4.º e 5.º poderes
«O tempo de partilhar declarações falsas acabou», avisou o jornalista Chris Cuomo, da CNN, algum tempo depois de o presidente americano chapinhar numa lama de aldrabices sobre as eleições nos EUA. Mais: as três maiores operadoras televisivas do país, a ABC, a CBS e a NBC, interromperam o discurso presidencial. Será tendencioso? Não, não é questão de lados. A verdade e os factos não têm lados.
Fazem os tempos crer que o quarto poder dos media é hoje um quarto do poder, não à parte, mas notadamente abaixo dos poderes consagrados, e separados, das sociedades democráticas, o legislativo, o executivo e o judiciário. Decorre esta só aparente supressão de força das facilidades tecnológicas, do desaperto dos filtros e de uma informação que nos chega preguiçosa, infantil e ignorante.

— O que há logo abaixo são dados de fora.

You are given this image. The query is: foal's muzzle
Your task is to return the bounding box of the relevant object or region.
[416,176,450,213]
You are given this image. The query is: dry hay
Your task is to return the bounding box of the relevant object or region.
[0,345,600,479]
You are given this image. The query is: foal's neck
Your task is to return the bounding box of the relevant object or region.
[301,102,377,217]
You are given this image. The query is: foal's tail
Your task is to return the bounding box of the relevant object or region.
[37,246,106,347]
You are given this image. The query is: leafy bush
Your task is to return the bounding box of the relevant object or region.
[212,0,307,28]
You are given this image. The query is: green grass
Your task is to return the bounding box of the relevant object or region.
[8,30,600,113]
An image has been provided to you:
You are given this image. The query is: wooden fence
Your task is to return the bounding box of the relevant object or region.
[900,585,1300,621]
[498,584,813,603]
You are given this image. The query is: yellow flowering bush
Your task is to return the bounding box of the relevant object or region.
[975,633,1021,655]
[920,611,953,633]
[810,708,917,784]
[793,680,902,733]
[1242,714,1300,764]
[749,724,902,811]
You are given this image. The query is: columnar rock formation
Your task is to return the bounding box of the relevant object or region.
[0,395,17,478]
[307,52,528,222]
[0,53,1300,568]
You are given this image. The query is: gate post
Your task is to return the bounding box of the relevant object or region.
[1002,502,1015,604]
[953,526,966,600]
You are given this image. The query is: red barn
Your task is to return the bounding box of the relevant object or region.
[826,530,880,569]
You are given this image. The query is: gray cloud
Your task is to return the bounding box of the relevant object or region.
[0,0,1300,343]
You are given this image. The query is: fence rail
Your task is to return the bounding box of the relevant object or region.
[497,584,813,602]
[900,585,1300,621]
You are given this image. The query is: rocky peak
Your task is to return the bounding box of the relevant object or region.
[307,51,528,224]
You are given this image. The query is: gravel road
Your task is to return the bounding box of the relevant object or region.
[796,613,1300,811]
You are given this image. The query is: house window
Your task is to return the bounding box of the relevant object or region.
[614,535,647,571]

A nota da CNN e as paragens de ABC, CBS e NBC são, portanto, anunciativas. Vemos aos poucos um acrescento de funções à profissão - que talvez agora se ensine na universidade; há 17 anos, no fim do meu curso, não era tema central, só uma conversa dos bons professores - que faz com que o jornalismo, além de transmitir, comece a assumir a gradual responsabilidade de desmentir. Se a verificação de factos - fact-checking, como lhe chamam - já é um retorno à base da notícia, confirmar informações (agora depois de noticiadas...), o radical corte da mensagem, como fizeram à de Trump, talvez seja também uma volta à essencialidade deste trabalho: a mentira não é novidade nem é relevante, logo não é notícia. Fazê-lo será mais difícil se a mensagem é oficial, de personalidade, de clube, presidente ou órgão de soberania, em todo o caso parece-me evidente que calar, cada vez mais, informa. Atravessamos uma viragem que junta à obrigação legal de noticiar uma necessidade aflitiva de reforço ideológico. Informar e desmentir andam quase em igual medida, 4.º e 5.º poderes, pois que seja. É, se quisermos, um jornalismo musical, de notas e pausas.